Schon in den Jugendmannschaften zeichnete sich Müller durch eine schier unglaubliche Torquote aus, weswegen er zum Inbegriff des Strafraumstürmers werden sollte: In der Saison 1962/63 erzielte er in der A‑Jugend 180 von insgesamt 204 Toren seines Teams. 1963/64 sorgte er mit 47 Toren in 28 Spielen für den Landesligaaufstieg der Nördlinger Kampfmannschaft. Das erregte natürlich Aufsehen und Begehrlichkeiten, auch wenn das Scouting damals noch nicht so professionell betrieben wurde wie heute: Der TSV 1860 München, seinerzeit noch der erfolgreichere Verein aus der bayrischen Landeshauptstadt, bemühte sich um den 17-Jährigen, doch das Rennen machte der FC Bayern, obwohl dieser die Teilnahme an der neugeschaffenen BRD-weiten Bundesliga verpasst hatte. Am 10. Juli 1964 unterschrieb Müller beim FCB, er sollte nebenher aber auch in einem Möbelhaus arbeiten – das „zweite Standbein“ erwies sich freilich als nicht notwendig.

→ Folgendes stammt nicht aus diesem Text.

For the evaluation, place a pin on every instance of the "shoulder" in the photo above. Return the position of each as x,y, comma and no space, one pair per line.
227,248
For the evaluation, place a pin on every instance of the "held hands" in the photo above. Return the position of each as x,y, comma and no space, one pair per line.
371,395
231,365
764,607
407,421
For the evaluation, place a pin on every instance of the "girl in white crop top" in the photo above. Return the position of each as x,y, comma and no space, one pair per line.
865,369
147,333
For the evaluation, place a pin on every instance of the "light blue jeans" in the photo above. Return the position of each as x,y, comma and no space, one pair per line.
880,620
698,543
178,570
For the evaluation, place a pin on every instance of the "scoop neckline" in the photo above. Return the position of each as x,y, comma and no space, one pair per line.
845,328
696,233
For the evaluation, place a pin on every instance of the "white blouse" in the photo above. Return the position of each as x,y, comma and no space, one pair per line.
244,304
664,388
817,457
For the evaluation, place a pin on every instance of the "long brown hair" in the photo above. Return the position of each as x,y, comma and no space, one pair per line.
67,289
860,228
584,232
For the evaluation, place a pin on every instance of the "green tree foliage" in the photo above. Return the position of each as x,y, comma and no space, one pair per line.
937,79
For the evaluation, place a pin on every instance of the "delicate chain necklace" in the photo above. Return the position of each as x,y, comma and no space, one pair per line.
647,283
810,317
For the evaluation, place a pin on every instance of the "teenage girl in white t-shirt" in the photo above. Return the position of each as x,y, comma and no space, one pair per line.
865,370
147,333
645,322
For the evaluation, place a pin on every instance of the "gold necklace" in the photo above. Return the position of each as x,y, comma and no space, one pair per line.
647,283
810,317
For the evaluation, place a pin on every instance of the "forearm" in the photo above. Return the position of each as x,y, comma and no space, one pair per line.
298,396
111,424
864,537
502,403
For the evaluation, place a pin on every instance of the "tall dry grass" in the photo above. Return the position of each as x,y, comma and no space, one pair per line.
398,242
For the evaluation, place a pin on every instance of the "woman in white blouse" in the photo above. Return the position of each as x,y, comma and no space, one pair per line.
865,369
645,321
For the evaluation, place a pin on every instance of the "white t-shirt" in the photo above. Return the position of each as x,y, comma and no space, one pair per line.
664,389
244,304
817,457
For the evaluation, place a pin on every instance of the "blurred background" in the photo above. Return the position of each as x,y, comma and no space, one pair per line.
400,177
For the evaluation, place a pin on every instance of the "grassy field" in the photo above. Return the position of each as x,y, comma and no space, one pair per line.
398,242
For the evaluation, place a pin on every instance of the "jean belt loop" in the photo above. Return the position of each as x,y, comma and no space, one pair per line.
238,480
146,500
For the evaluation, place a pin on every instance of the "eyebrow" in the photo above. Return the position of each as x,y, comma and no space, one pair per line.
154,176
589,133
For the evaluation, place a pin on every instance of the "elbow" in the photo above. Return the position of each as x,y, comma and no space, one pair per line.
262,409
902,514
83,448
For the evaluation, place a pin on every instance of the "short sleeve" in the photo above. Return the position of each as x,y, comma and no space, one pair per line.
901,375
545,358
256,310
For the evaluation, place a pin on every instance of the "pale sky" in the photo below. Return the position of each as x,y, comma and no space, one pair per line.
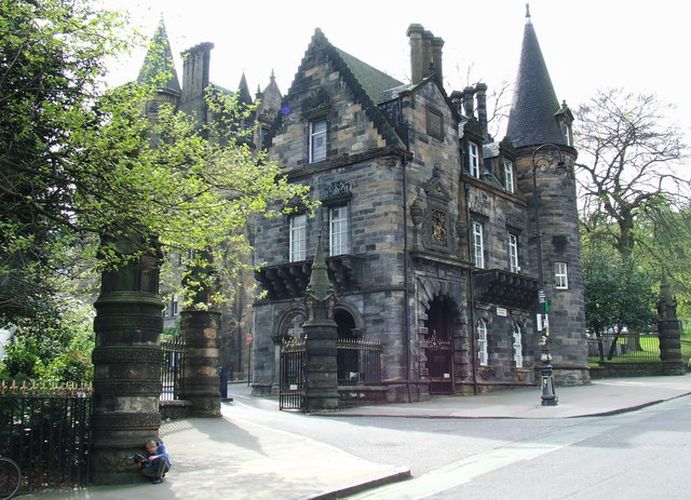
587,44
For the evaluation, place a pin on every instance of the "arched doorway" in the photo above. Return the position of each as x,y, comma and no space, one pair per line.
345,324
439,350
348,356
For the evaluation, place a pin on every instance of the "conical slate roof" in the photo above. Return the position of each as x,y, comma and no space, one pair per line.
158,60
531,119
244,96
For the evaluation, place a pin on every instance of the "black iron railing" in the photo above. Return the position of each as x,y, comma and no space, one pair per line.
624,347
171,370
292,376
359,362
47,431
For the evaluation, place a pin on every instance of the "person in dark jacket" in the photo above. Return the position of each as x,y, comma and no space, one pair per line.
157,461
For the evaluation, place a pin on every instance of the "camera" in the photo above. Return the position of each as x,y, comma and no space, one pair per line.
137,458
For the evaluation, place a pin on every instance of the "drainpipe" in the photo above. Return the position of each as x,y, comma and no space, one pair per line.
471,296
406,305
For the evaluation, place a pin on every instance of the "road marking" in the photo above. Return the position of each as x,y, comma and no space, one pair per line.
462,471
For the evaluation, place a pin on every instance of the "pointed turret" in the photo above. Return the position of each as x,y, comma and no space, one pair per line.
244,95
532,119
159,60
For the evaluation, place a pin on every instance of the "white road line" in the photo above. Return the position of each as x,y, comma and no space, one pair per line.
460,472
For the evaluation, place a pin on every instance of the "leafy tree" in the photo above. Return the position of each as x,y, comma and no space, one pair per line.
88,181
617,295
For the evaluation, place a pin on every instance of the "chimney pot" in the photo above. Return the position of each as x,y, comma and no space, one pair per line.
468,105
481,96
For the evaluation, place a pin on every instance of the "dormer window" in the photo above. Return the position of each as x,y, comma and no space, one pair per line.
435,124
297,238
508,176
317,140
473,160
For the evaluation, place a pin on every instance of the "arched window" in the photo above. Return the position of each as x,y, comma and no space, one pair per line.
482,353
517,346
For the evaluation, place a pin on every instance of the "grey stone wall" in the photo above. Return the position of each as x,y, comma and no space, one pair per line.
560,243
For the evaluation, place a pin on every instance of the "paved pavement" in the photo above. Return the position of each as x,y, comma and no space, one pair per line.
235,458
601,397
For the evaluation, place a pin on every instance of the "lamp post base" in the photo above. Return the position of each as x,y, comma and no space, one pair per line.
549,398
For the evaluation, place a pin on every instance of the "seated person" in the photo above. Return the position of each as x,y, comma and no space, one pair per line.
157,461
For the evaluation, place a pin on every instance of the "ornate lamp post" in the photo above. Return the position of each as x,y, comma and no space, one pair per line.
549,398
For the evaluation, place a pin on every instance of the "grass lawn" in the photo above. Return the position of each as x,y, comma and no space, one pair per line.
650,351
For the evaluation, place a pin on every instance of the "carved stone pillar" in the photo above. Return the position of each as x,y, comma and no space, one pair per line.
127,369
200,327
200,379
669,332
321,365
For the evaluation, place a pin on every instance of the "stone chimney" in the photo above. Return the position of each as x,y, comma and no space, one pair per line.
457,100
468,103
417,53
195,70
437,44
425,54
481,96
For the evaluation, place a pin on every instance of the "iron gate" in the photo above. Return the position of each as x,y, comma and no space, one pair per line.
292,376
439,365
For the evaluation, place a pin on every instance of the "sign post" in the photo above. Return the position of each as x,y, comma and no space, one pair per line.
249,340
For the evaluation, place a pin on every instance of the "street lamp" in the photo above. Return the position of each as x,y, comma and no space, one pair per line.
549,398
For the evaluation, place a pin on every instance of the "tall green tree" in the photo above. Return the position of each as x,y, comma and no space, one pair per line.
82,167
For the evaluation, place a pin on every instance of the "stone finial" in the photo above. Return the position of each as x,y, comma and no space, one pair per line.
319,287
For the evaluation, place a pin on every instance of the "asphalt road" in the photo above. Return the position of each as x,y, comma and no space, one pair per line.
638,455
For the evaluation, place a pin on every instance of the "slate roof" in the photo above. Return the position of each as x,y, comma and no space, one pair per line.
373,81
531,119
367,84
244,96
158,60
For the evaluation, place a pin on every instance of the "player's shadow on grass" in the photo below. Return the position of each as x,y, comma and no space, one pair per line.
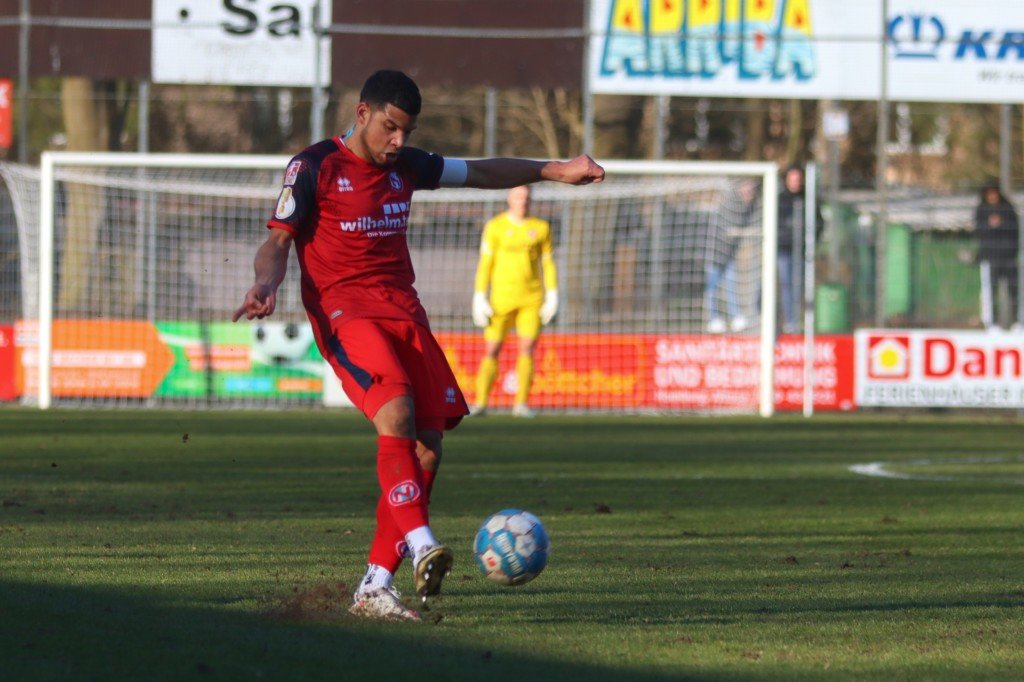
62,632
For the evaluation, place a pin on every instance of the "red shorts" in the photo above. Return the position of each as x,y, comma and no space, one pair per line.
380,359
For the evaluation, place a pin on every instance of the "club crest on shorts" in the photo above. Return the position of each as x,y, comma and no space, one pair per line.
404,493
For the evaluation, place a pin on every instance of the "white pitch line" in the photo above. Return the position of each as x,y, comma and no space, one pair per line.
880,470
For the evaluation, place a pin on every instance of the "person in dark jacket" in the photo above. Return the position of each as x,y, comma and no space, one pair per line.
791,220
997,228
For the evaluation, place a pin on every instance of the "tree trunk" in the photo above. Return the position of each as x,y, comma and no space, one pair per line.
85,125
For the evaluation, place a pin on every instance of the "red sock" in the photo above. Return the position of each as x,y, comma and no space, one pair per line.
402,504
388,547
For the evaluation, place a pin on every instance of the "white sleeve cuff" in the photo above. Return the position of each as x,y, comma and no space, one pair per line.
455,172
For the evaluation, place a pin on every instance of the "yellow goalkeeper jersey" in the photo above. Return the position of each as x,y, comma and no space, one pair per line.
511,257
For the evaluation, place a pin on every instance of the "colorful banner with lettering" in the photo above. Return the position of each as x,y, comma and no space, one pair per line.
659,372
939,369
227,360
172,359
942,50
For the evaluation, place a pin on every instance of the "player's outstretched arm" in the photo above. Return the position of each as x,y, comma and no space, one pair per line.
270,264
504,173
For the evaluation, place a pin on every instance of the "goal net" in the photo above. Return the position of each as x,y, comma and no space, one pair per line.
131,266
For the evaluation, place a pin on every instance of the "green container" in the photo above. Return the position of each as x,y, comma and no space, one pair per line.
830,309
898,251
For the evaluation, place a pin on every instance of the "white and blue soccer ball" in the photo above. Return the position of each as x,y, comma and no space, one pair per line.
511,547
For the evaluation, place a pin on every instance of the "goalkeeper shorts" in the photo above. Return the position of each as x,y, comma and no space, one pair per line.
527,324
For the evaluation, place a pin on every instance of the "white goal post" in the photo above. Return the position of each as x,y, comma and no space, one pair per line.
633,253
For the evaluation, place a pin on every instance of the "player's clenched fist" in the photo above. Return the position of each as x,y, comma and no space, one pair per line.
260,302
582,170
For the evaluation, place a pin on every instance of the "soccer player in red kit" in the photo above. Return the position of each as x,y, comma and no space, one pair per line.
345,206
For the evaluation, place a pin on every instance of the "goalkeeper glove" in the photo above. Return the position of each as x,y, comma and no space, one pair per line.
550,306
481,309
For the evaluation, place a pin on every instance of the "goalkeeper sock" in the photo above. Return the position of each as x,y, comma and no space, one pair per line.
485,380
524,378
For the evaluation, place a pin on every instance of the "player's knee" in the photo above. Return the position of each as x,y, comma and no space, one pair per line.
428,450
396,418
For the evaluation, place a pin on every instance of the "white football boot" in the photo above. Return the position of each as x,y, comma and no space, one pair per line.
382,603
431,566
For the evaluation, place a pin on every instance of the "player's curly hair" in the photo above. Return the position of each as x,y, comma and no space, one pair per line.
391,87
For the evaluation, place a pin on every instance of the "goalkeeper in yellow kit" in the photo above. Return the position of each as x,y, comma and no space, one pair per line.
514,248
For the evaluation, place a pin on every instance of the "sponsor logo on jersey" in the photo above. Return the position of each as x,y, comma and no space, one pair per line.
395,220
292,174
286,205
404,493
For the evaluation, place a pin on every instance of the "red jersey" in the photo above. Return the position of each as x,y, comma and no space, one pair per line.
349,219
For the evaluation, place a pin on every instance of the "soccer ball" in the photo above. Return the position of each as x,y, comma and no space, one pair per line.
281,344
511,547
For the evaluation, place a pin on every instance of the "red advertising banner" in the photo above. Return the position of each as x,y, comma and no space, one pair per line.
6,112
651,372
8,383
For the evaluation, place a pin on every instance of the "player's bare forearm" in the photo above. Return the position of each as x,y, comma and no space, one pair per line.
504,173
270,265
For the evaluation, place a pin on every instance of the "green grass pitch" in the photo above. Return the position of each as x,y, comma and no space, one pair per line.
224,545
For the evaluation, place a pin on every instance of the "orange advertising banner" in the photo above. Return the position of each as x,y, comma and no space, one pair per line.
6,112
95,358
586,371
8,386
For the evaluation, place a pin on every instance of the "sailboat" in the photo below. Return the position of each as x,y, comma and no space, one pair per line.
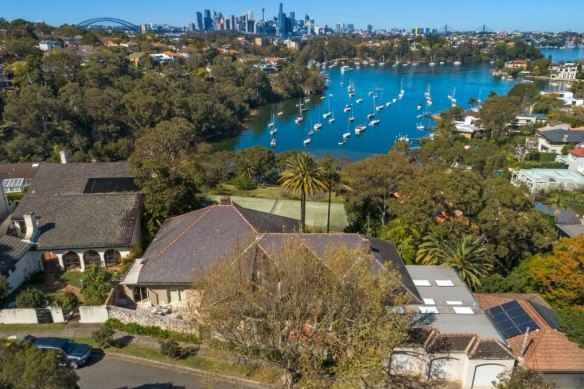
329,113
348,133
300,117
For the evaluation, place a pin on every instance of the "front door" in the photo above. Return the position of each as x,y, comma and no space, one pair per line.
50,262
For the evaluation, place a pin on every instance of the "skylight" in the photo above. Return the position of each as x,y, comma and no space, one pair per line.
426,309
422,283
463,310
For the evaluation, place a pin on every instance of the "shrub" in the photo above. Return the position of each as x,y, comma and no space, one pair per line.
3,290
30,298
97,282
66,300
104,337
171,349
152,331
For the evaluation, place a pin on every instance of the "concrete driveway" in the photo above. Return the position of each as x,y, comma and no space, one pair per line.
113,372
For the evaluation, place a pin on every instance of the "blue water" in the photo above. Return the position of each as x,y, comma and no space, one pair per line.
398,119
564,54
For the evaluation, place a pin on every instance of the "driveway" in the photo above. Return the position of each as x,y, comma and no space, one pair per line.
112,372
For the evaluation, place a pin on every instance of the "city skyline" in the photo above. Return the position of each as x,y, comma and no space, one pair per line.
498,15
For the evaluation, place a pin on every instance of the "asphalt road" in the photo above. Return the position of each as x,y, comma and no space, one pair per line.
111,372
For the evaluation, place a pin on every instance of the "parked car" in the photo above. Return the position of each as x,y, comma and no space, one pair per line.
71,353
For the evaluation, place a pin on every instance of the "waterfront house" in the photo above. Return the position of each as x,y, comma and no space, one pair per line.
563,71
534,336
554,140
80,214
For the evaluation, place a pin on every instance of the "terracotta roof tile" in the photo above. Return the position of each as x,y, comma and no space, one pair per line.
547,349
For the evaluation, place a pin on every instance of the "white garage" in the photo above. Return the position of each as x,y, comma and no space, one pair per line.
444,368
485,375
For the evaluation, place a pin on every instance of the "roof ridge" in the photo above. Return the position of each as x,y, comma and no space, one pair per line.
236,207
178,237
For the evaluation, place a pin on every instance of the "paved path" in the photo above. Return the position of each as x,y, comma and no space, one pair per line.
113,372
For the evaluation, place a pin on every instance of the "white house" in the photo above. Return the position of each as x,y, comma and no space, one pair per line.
16,262
48,45
82,214
564,71
456,340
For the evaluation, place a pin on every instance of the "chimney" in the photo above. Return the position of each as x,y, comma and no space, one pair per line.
63,155
32,228
225,200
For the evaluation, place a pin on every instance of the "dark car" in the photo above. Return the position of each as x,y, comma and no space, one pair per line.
72,353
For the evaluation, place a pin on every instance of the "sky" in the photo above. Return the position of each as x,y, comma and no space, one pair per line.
498,15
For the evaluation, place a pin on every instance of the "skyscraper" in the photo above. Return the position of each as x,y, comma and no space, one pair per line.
199,22
281,21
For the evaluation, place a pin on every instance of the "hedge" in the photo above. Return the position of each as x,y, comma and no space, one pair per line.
152,331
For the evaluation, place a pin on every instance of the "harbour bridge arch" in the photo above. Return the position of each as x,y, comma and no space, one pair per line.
127,25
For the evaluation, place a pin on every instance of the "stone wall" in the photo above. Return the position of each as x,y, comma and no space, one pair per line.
148,319
93,313
18,316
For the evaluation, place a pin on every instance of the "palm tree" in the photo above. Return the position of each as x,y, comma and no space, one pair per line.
332,177
467,256
302,174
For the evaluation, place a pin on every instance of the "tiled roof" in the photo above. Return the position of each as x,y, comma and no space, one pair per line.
547,349
70,219
561,136
579,152
56,178
11,250
85,221
199,239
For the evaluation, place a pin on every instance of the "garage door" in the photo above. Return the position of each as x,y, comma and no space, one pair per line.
485,375
445,368
402,362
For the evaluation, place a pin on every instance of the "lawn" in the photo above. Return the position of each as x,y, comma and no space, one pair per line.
316,211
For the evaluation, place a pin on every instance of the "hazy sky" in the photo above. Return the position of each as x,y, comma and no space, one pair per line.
548,15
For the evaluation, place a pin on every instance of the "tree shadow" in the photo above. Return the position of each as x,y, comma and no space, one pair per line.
124,341
97,355
165,385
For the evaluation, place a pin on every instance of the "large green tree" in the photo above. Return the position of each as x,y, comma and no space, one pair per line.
304,176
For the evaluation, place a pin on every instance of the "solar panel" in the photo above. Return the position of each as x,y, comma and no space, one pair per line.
511,319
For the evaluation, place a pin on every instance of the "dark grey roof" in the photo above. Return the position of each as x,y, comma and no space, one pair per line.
85,221
199,239
55,178
19,170
11,251
386,251
557,136
70,219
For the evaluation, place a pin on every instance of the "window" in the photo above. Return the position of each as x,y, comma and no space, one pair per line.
463,310
422,283
176,295
426,309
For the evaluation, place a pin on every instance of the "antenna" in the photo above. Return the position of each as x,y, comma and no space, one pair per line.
524,345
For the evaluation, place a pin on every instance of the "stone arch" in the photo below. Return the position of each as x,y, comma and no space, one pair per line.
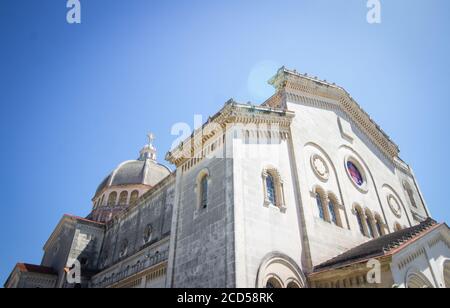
278,185
282,268
369,175
112,199
410,194
202,184
379,224
320,201
134,197
446,270
361,218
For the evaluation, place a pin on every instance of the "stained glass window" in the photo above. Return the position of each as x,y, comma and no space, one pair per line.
355,173
332,212
270,185
320,206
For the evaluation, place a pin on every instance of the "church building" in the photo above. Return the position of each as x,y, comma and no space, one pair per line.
303,191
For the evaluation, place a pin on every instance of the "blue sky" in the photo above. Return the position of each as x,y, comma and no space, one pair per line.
76,100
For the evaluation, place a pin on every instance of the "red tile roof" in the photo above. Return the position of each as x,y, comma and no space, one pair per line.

Goalgetter bei Bayern München
Der Trainer soll von der Neuerwerbung zunächst mäßig begeistert gewesen sein, er hielt Müller für pummelig, zu klein, unbeweglich und langsam. Am 18. Oktober 1964 ließ er den Spieler mit der Figur eines „Gewichthebers“ dennoch auflaufen – und Müller erzielte prompt sein erstes Tor. Mit insgesamt 33 Treffern im Grunddurchgang und sechs weiteren in der Aufstiegsrunde hatte er erheblichen Anteil am Aufstieg des FC Bayern aus der Regional- in die Bundesliga in der Saison 1964/65. Daher trat das Team, dem damals auch schon Franz Beckenbauer und Sepp Maier angehörten, 1965/66 erstmals in der höchsten bundesweiten Spielklasse der BRD an. Mit 14 Toren schoss Müller den FCB in der Premierensaison zum dritten Platz in der Liga – Meister wurde Lokalrivale 1860 –, außerdem wurde der Pokalbewerb gewonnen. Dies wiederum war die Grundlage, für den endgültigen Durchbruch der Bayern und Müllers in der Folgesaison: Müller sicherte sich mit 28 Treffern die Krone als Torschützenkönig der Bundesliga, international holten der FCB im Europacup der Pokalsieger den ersten europäischen Titel. Bereits 1968/69 gewann man die BRD-Meisterschaft.
Mit Udo Lattek als neuem Trainer und den Verpflichtungen von Uli Hoeneß oder Paul Breitner folgten in den 1970er Jahren die bis dahin erfolgreichsten Jahre von Bayern München, an denen Müller maßgeblichen Anteil hatte: Er selbst erzielte für den FCB bis 1979 nicht weniger als 735 Tore in 795 Pflichtspielen, darunter 365 Bundesliga-Tore (in 427 Matches) – dies bedeutete siebenmal die Auszeichnung als erfolgreichster Goalgetter der Liga. Der Schnitt von 26,07 Treffern pro BL-Saison ist bis heute Rekord. Der Topwert von 40 Toren in einer Meisterschaftssaison (1971/72) wurde erst in der letzten Runde der vergangenen Saison von Robert Lewandowski übertroffen. 1970 und 1972 erhielt Müller den „Goldenen Schuh“ für den besten Torschützen Europas. All dies machte sich auch für den Verein bezahlt: Mit Müller feierte der FCB vier Meistertitel (1969, 1972, 1973, 1974), ebenso viele Pokaltitel und v.a. auch dreimal den Gewinn des europäischen Meistercups (heute: Champions League), nämlich von 1974 bis 1976, als man schließlich auch den Weltpokal holte.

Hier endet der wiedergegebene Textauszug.